The house lights dim, the fanfare starts to the famous "I am Spartacus" scene from Stanley Kubrick's Spartacus film and before long, Waters has hit the stage, clad in the coat and sunglasses, singing amidst his band, fireworks shooting in time with "In the Flesh." It's way too much in the best way possible.

This sentiment sustains throughout the show. As Waters and his band — including son Harry on keys and SNL vet G.E. Smith on guitar — play through a track-for-track set of The Wall material as the theatrical spectacle unfolds, tricks, and wows in ways I honestly never thought a rock concert could.

The centerpiece of the show is the wall itself, a massive structure of white blocks that grows and grows, eventually barricading the south end of the arena and shrouding the entire band. The logistics of how this gets accomplished in a variety of arenas from night to night is completely beyond me. The apparent $60 million budget probably helps.

The wall also doubles as a projection screen rife with images and video birthed from the war overseas, footage from The Wall film, and other compelling imagery. While a little gimmicky and cliché at times, they play very well paired with The Wall's themes of isolation, world-weariness, and dystopian future.

With a spectacle like this, it's almost easy to forget you're watching a live concert in the first place. This is something a lesser artist could easily hide behind, but Waters takes command, kind of ironically, like the authority figures The Wall works to mock and challenge. He's animated, good-spirited, and stricken with more smiles than I cared to count throughout the show. For an album with such a dismal outlook, Waters looks disproportionately happy.

His pinched howls and cooing lows are near carbon-copies of his album takes. In a spat of laughable and admitted narcissism, he sings "Mother" along with a video recording of himself singing the song in concert in 1980 right after the album's release. The sound is so identical I wonder why he even felt a legitimate need to do this in the first place.

A local children's choir came out for the famed portion of "Another Brick in the Wall Part 2" and their single-toned chant ("We don't need no education / We don't need no thought control") sounded all the more ominous emanating throughout the arena bolstered by a beady-eyed 20-foot marionette looming above the stage.
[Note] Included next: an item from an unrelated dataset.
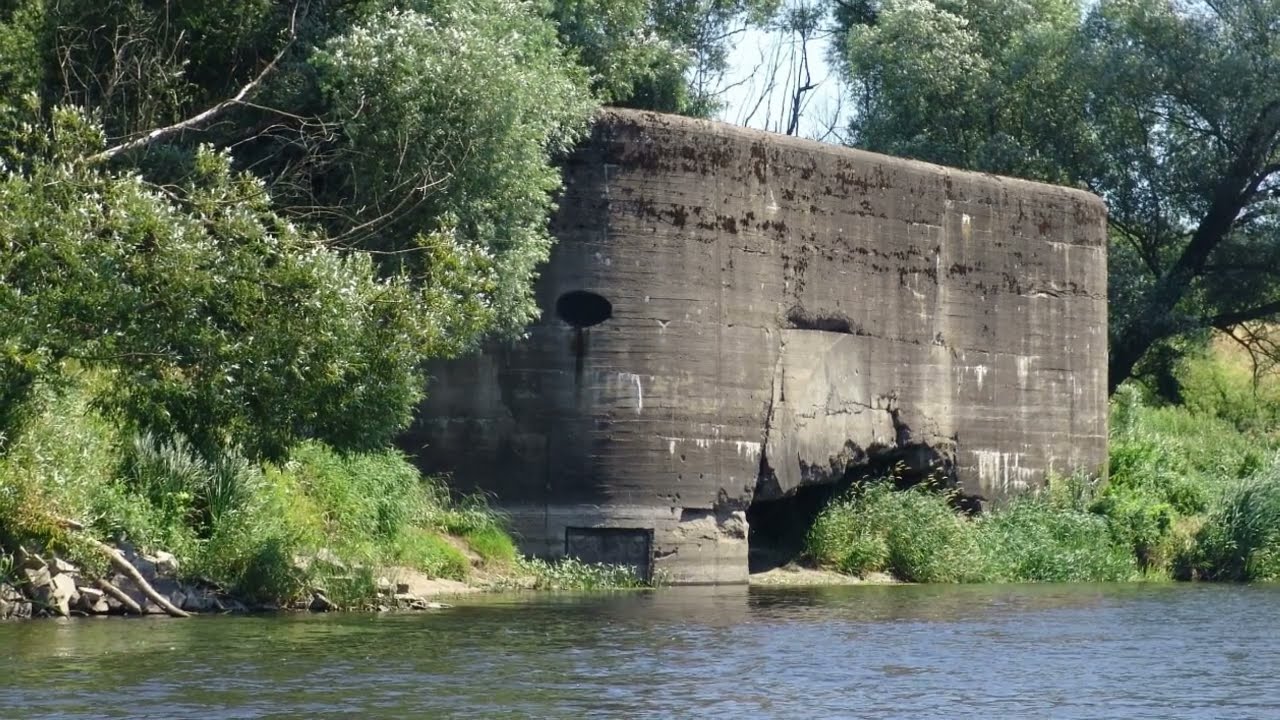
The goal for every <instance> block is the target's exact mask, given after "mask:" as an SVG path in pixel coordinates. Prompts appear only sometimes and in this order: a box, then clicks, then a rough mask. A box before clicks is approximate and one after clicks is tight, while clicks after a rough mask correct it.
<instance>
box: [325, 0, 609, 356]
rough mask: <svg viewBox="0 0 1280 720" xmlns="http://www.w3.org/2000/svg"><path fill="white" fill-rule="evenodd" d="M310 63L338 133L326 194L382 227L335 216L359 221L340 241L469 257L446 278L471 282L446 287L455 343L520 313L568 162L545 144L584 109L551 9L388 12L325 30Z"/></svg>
mask: <svg viewBox="0 0 1280 720" xmlns="http://www.w3.org/2000/svg"><path fill="white" fill-rule="evenodd" d="M312 64H314V65H315V68H316V72H317V76H319V83H320V88H321V91H323V95H324V97H325V105H326V106H328V108H329V110H328V113H326V114H325V118H326V122H328V123H329V124H330V126H332V127H333V128H335V129H337V132H338V133H339V135H340V141H339V142H338V145H337V147H335V150H334V151H333V155H332V156H330V158H329V159H328V160H326V164H325V165H324V167H323V168H324V172H325V176H326V184H328V186H329V187H330V190H329V195H332V196H333V197H334V199H337V197H340V199H342V202H343V204H346V205H349V206H353V208H367V209H369V210H367V211H361V213H355V214H353V222H355V223H357V225H358V227H366V225H370V223H372V228H376V232H372V228H371V229H370V231H361V229H356V228H344V227H342V225H338V227H335V228H334V231H335V232H339V233H342V234H339V237H343V236H348V237H349V236H352V233H355V236H353V237H352V240H349V241H347V240H344V241H343V242H357V243H358V245H360V246H361V247H366V249H371V250H376V251H379V252H385V254H392V255H390V256H389V258H384V259H383V263H381V264H383V266H384V268H385V266H388V265H392V266H396V268H407V269H411V270H415V272H417V270H425V272H433V270H435V272H436V273H438V272H439V268H440V260H442V258H440V256H438V255H434V254H425V255H424V254H422V252H421V250H422V246H424V245H428V249H431V247H438V246H440V245H447V246H448V247H449V250H451V251H452V252H449V255H452V256H456V258H460V268H458V269H457V272H451V273H449V277H457V278H466V279H467V284H466V286H463V287H461V288H449V287H448V286H445V287H443V288H440V292H442V300H443V299H449V297H461V299H467V300H470V302H466V304H460V305H461V306H460V309H458V313H457V318H458V320H466V322H456V323H451V324H449V328H448V329H449V332H447V333H442V334H440V336H439V338H440V341H442V342H444V341H448V342H449V346H451V347H457V348H460V347H465V346H466V345H467V342H468V341H471V340H474V338H475V337H476V336H477V334H479V333H480V332H484V331H485V329H488V328H489V327H490V325H494V324H499V323H500V324H502V325H503V328H504V329H507V331H509V332H518V331H520V329H521V328H524V325H525V324H526V323H527V322H529V320H531V319H532V318H534V316H535V314H536V307H535V305H534V302H532V297H531V295H530V292H531V283H532V278H534V272H535V269H536V266H538V265H539V264H540V263H543V261H544V260H545V259H547V254H548V251H549V250H550V245H552V238H550V234H549V233H548V231H547V215H548V213H549V210H550V208H552V202H550V195H552V192H554V191H556V190H558V188H559V172H558V169H556V168H553V167H552V165H550V161H549V159H550V158H549V155H550V154H558V152H562V151H566V150H567V149H568V147H570V146H571V145H572V143H573V141H575V140H576V138H577V137H579V136H580V133H581V131H582V128H584V126H585V119H586V117H588V115H589V113H590V110H591V99H590V96H589V95H588V94H586V92H585V90H584V85H585V79H584V78H582V77H580V73H577V72H576V70H573V68H572V65H571V64H570V63H568V61H567V60H566V58H564V54H563V53H562V50H561V49H559V46H558V45H557V41H556V36H554V32H553V29H552V27H550V24H549V23H547V22H545V20H543V19H541V18H539V17H538V15H535V14H532V12H531V6H530V5H529V4H527V3H520V1H511V0H483V1H481V0H468V1H460V3H454V4H444V5H440V6H438V8H435V12H434V13H431V14H430V15H428V14H425V13H420V12H412V10H404V12H389V13H385V14H379V15H376V17H374V18H371V19H370V20H369V22H366V23H361V24H358V26H357V27H355V28H352V29H351V31H349V32H347V33H344V35H342V36H339V37H335V38H333V40H330V41H329V42H328V44H326V45H325V47H324V50H323V51H321V53H320V54H317V55H316V56H315V58H314V60H312ZM389 158H394V159H396V161H394V163H390V161H388V159H389ZM433 233H434V234H435V236H436V237H431V238H429V240H425V238H424V236H431V234H433ZM433 243H434V245H433ZM490 270H492V273H490ZM431 279H436V278H431ZM424 284H425V286H426V287H433V288H434V287H435V284H436V283H434V282H425V283H424Z"/></svg>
At over 600 words, I still feel like I've barely conveyed just exactly how much of a monstrous feat of live musical entertainment this production is. In the end, what really impresses most is how integral all the bells and whistles were to the actual music of The Wall. Sure, it's easy to get lost in a hypnotizing montage of marching cartoon hammers, but then you realize they wouldn't have a reason to march if it wasn't for the legendary stomp from "Waiting for the Worms" that's leading them. Saturday proved that Waters is primarily an artist, an artist with a fortunate knack, and budget, for jaw-dropping spectacle.